Pour l’UDC, la réponse est claire. Seules les Eglises chrétiennes doivent être reconnues. Président de l’UDC du Valais romand, Cyrille Fauchère soulève «les dangers d’un islam des revendications». «Nous ne souhaitons pas de menu halal dans les cantines scolaires ou pénitentiaires, ni de cours de natation à la carte», explique-t-il. La position est ferme et calquée sur la Constitution actuelle. «Les parties de notre texte fondateur qui doivent être dépoussiérées le seront, ce qui doit être ajouté le sera également, mais il y a des choses qu’on ne doit pas toucher», insiste-t-il.

3. Le Haut-Valais

Les minorités sont multiples en Valais. Mais l’attention sera toute particulière au moment d’évoquer la minorité germanophone. Quel sort sera réservé au Haut-Valais? «Les constituants vont-ils prendre acte d’une séparation qui existe déjà?» s’interroge Johan Rochel. Il est vrai que la question des deux demi-cantons devrait apparaître lors des discussions, mais elle devrait être balayée. Le refus de la réforme des institutions en 2015 a démontré que le peuple ne souhaitait pas l’instauration de quota dans la Constitution. Il faudra donc trouver d’autres moyens pour créer ou recréer une réelle unité cantonale.

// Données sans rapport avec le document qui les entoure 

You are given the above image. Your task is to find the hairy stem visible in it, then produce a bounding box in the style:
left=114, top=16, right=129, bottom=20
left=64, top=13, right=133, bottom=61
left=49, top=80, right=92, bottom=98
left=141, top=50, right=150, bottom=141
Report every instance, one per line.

Johan Rochel est persuadé que sur ce point-là les Valaisans s’inspireront de Fribourg, un canton confronté à la même problématique et qui a révisé sa Constitution en 2004. Dans leur texte fondateur, les Fribourgeois ont inscrit que l’Etat «encourage le bilinguisme». C’est d’ailleurs à ce niveau que le PLR et l’UDC entendent agir.

Les libéraux-radicaux imaginent volontiers une région pilote autour de Sierre et Loèche au niveau du bilinguisme. «Nous pourrions nous inspirer du val d’Aoste», souligne leur président, René Constantin. Il évoque notamment un encouragement et un soutien financier pour l’apprentissage d’une deuxième langue par immersion. Cyrille Fauchère suggère pour sa part la création d’un fonds pour le bilinguisme: «Le canton apporterait une aide financière aux élèves qui souhaitent faire leurs études dans une autre langue, ce qui les encouragerait à sauter le pas.»